It had been an evening of angular, sometimes aggressive, even harsh music.

Cho had programmed pieces that, by his own account, were not easy listening. He described it as the music of Freedom Fighters, evoking the civil rights and black power movements of the 1960s.

There were no standards, no amiable tunes by Gershwin, Cole Porter or Richard Rodgers. Nor were there what one might expect under the rubric Freedom Fighters: no “We Shall Overcome,” nor, even, Nina Simone’s “Mississippi Goddam.”

This was an evening of complex, complicated and little known, single-malt jazz, composed by the likes of Charles Mingus, Freddie Hubbard and John Coltrane.

The packed room, made up of folks who did not seem like hard-core aficionados, lapped it up.

The timing had something to do with that.

An evening of uncompromising, instrumental music of liberation, rebellion and resistance — even if little of it was familiar — seemed more than fitting, in the light of what happened on Tuesday.

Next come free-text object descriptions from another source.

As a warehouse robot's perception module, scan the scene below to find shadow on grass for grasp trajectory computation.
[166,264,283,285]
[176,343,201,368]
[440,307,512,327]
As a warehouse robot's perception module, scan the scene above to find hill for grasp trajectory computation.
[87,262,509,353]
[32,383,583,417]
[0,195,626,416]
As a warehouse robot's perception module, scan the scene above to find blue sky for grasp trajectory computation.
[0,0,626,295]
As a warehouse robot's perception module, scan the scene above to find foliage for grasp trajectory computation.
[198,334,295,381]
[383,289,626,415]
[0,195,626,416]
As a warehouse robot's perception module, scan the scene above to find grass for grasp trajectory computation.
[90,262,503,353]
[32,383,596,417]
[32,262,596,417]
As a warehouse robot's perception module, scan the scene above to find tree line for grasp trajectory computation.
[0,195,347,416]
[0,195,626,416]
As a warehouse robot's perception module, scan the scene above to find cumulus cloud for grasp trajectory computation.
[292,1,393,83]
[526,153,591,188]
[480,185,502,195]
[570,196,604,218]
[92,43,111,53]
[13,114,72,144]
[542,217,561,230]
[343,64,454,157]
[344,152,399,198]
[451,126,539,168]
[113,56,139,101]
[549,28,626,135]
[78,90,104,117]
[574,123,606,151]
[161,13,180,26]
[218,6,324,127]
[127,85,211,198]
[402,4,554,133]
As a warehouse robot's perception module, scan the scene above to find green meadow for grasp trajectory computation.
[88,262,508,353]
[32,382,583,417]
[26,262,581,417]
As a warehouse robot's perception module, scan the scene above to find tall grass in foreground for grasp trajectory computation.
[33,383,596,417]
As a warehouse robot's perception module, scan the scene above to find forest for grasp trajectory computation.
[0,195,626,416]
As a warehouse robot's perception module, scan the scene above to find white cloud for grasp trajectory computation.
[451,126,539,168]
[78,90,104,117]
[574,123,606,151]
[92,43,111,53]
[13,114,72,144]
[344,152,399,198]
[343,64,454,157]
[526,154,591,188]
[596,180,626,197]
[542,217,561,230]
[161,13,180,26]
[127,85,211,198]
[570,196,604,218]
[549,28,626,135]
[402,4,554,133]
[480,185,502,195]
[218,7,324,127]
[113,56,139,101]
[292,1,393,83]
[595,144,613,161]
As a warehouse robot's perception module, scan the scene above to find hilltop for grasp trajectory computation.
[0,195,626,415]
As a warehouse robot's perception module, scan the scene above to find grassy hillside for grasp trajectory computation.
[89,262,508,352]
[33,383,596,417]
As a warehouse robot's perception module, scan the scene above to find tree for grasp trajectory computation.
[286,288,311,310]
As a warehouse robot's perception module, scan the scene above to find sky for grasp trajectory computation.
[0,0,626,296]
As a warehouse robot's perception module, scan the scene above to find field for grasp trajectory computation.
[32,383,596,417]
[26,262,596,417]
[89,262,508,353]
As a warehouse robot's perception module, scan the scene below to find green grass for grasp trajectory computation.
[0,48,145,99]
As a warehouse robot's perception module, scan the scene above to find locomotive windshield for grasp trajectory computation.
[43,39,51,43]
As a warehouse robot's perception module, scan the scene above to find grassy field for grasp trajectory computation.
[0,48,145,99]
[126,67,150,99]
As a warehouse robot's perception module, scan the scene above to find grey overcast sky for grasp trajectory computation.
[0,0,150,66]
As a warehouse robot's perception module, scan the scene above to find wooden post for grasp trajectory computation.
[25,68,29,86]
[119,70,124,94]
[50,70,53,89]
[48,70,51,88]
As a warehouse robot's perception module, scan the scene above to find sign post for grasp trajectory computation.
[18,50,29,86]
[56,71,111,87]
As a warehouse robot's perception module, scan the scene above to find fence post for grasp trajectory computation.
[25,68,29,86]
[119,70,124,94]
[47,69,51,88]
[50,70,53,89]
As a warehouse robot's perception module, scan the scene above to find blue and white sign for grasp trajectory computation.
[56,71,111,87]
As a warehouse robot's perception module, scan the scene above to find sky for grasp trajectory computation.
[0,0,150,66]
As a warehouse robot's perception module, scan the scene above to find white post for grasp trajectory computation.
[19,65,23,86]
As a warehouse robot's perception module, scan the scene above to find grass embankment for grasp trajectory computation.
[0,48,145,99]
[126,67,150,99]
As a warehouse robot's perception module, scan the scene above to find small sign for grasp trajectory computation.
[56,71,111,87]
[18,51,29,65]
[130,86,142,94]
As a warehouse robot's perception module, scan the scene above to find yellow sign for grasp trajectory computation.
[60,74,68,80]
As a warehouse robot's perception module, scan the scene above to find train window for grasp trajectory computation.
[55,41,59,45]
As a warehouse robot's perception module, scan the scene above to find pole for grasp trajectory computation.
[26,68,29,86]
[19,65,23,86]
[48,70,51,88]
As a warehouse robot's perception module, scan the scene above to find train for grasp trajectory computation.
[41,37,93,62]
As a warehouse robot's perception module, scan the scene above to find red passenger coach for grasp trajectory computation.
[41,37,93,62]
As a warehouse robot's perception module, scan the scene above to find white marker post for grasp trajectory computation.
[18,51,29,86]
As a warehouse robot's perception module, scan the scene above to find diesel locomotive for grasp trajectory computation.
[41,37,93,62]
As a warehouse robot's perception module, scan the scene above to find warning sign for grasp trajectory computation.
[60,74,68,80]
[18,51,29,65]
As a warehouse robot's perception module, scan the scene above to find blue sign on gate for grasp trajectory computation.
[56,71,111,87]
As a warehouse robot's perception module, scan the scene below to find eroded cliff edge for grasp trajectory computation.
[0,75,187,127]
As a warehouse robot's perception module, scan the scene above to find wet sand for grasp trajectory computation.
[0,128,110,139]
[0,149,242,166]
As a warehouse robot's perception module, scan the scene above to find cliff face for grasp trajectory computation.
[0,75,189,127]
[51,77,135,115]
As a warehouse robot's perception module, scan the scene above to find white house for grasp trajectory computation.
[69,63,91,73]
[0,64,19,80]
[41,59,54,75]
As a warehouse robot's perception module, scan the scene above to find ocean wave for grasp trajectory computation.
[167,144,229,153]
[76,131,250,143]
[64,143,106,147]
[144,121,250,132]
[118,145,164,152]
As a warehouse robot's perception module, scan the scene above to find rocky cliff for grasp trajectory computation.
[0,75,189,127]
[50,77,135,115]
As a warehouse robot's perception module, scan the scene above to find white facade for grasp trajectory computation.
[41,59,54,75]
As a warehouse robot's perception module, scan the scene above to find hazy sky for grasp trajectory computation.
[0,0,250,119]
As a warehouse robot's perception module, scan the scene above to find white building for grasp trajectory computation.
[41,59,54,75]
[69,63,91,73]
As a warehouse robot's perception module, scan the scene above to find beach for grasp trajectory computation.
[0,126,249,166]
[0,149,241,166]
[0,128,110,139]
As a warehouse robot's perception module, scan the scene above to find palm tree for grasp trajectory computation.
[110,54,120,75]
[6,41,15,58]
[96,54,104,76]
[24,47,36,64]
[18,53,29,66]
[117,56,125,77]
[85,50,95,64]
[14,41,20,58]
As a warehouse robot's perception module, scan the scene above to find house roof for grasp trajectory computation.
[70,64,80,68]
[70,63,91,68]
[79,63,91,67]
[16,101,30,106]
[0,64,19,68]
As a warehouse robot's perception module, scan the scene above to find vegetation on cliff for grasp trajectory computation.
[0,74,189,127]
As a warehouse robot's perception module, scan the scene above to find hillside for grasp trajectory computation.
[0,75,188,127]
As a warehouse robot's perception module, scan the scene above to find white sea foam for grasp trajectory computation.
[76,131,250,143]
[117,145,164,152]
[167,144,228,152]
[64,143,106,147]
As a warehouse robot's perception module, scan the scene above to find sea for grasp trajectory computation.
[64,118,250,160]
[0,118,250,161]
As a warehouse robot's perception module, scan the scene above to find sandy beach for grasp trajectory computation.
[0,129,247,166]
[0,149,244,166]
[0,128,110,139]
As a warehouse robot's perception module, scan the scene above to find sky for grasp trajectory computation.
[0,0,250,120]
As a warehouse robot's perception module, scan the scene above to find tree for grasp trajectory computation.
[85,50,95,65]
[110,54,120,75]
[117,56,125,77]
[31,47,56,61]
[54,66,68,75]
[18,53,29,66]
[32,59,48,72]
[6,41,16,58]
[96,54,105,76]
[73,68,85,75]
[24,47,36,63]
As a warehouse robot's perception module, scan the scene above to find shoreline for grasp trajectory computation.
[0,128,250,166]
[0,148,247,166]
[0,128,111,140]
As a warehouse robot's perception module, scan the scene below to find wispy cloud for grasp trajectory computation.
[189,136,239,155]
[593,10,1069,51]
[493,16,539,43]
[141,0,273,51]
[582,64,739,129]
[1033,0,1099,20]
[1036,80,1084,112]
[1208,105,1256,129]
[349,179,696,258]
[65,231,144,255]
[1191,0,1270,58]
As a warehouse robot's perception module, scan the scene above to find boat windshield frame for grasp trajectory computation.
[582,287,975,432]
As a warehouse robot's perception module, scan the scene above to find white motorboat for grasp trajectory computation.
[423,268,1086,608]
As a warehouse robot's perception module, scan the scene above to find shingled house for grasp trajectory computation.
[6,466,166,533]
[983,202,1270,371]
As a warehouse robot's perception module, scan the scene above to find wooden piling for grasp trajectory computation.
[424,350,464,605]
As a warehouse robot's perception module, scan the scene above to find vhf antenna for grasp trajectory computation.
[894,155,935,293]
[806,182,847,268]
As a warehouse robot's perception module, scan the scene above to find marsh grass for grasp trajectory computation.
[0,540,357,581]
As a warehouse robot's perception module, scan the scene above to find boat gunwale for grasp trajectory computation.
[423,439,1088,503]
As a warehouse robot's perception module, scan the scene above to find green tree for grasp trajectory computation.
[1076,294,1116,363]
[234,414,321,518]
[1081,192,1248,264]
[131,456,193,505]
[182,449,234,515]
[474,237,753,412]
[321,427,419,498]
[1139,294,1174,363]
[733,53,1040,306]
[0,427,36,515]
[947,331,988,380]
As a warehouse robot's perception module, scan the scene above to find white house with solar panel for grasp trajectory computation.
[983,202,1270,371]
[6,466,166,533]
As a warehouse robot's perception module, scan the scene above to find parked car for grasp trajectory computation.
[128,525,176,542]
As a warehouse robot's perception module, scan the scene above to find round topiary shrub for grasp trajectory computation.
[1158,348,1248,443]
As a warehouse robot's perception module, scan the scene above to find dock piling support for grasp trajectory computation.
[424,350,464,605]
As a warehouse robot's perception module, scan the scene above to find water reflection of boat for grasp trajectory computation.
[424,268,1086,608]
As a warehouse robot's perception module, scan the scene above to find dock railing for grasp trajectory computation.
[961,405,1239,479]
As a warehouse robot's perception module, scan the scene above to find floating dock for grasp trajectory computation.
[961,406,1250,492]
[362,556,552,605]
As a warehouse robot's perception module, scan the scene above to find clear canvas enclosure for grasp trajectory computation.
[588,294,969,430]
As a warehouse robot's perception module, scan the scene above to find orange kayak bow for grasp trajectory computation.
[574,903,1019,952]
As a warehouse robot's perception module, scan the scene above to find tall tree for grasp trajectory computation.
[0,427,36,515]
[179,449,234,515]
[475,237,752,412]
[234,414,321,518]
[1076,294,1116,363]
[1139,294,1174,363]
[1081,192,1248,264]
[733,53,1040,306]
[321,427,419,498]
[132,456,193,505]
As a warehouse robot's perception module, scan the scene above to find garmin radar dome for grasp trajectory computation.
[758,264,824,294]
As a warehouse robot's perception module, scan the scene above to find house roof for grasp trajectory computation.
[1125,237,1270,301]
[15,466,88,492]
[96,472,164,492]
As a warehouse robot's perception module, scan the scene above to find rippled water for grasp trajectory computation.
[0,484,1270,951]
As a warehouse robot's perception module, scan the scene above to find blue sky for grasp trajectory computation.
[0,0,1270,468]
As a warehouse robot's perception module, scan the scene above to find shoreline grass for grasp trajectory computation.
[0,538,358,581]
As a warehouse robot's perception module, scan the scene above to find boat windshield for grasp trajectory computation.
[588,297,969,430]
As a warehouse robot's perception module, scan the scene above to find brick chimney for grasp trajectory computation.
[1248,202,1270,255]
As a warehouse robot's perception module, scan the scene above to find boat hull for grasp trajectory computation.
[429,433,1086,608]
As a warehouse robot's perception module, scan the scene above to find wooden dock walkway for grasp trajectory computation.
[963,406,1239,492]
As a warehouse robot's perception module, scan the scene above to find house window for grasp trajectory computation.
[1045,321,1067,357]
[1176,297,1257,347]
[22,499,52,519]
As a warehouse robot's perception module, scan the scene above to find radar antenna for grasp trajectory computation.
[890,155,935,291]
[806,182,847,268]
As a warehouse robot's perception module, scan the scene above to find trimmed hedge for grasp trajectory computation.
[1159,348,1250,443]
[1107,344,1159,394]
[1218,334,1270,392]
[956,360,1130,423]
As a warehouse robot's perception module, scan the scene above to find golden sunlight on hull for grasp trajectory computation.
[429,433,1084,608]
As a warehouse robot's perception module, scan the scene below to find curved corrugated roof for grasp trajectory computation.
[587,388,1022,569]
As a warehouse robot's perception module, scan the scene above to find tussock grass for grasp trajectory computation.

Starting as a writer, Cohen became a true composer

It is worth reflecting on the power of music to make a statement, all on its own, without words, in the context of the death of a quintessential artist of words: novelist, poet, songwriter and performer, Leonard Cohen.

Virtually everyone remembering Cohen today remembers the man of words, but Leonard Cohen was also a man of notes and chords and rhythms.

Like those 1960s pioneers of what we still think of as modern, avant-garde jazz, Cohen told stories with his music, as much as with his justifiably celebrated lyrics.

Donald Brittain and Don Owen did a documentary on Cohen for the National Film Board of Canada, in 1965, before Cohen had ever performed a single song of his own in public.

“Ladies and Gentlemen, Mr. Leonard Cohen” was the story of a still young star in the rarefied world of poetry — and star he was, even then. He filled houses of adoring fans for readings of his passionate and flamboyant verse.

At one point in the film, we learn that Cohen is not a high culture person. He doesn’t listen to serious, classical music, intones the narrator in the detached voice-of-God style of the time. The poet, we are told, prefers pop music.

Then there is a scene in Cohen’s three-dollar-a-night Montreal hotel room, on Boulevard St-Laurent, where the winsome and slightly shy poet strums a guitar, a bit, during an impromptu party.

It would still be a while before Cohen became a songwriter, and even longer before he would perform his own compositions in public.

But from the moment he put his earliest songs into the marketplace, other performers, such as Judy Collins, were discovering insights and truths, not only in the lyrics, but in the music itself.

Musically, Cohen’s songs were more than self-effacing vehicles, intended only to showcase his complex and multi-layered lyrics.

As a composer, Cohen took the motifs, harmonies and clichés of the pop songs on which he’d been weaned, and made them sound fresh, innovative and original.

If you can, try playing his songs as instrumentals, without singing along, on the piano or another instrument. You will find all kinds of compelling musical statements that are not apparent when you have the words.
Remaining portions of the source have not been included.